I'd put Go behind both C#/F# and Rust in this area. It has spartan tooling in odd areas it's expected to be strong at like gRPC and the serialization story in Go is quite a bit more painful and bare bones compared to what you get out of System.Text.Json and Serde.
The difference is especially stark with Regex where Go ships with a slow engine (because it does not allow writing sufficiently fast code in this area at this moment) where-as both Rust and C# have top of the line implementations in each which beat every other engine save for Intel Hyperscan[0].
> (because it does not allow writing sufficiently fast code in this area at this moment)

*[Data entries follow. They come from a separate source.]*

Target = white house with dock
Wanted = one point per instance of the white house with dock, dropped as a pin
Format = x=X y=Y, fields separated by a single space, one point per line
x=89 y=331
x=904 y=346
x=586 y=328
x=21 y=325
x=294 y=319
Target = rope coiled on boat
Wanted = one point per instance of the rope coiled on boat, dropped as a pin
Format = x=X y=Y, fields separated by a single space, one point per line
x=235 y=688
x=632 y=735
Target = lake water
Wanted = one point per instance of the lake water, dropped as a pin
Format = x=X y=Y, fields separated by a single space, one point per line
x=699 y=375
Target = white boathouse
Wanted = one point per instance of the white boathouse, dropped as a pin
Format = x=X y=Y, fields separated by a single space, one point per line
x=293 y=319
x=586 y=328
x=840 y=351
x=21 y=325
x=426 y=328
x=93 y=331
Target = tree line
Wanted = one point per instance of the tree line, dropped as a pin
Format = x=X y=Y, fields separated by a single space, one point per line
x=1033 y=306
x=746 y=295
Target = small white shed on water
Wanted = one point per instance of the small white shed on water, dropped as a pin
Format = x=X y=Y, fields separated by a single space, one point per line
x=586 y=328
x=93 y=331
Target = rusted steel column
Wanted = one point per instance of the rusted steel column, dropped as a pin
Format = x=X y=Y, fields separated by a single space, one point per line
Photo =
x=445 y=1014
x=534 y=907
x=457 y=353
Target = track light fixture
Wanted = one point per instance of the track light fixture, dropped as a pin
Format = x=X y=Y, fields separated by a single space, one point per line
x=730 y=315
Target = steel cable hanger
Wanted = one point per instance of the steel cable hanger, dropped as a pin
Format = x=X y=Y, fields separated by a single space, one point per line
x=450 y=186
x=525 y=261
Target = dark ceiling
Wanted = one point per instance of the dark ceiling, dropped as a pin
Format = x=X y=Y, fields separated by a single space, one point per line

I don't think that's why. Or at least, I don't think it's straight-forward to draw that conclusion yet. I don't see any reason why the lazy DFA in RE2 or the Rust regex crate couldn't be ported to Go[1] and dramatically speed things up. Indeed, it has been done[2], but it was never pushed over the finish line. My guess is it would make Go's regexp engine a fair bit more competitive in some cases. And aside from that, there's tons of literal optimizations that could still be done that don't really have much to do with Go the language.
Could a Go-written regexp engine be faster or nearly as fast because of the language? Probably not. But I think the "implementation quality" is a far bigger determinant in explaining the current gap.
Go and C# (.NET) are counterexamples. They both have great ecosystems and just as simple and effective package management as Rust or JS (Node). But neither Go or C# have issues with dependency hell like Rust or even more JavaScript, because they have exceptional std libs and even large frameworks like ASP.NET or EF Core.
A great std lib is obviously the solution. Some Rust defenders are talking it down by giving Python as counter example. But again, Go and C# are proving them wrong. A great std lib is a solution, but one that comes with huge efforts that can only be made by large organisations like Google (Go) or Microsoft (C#).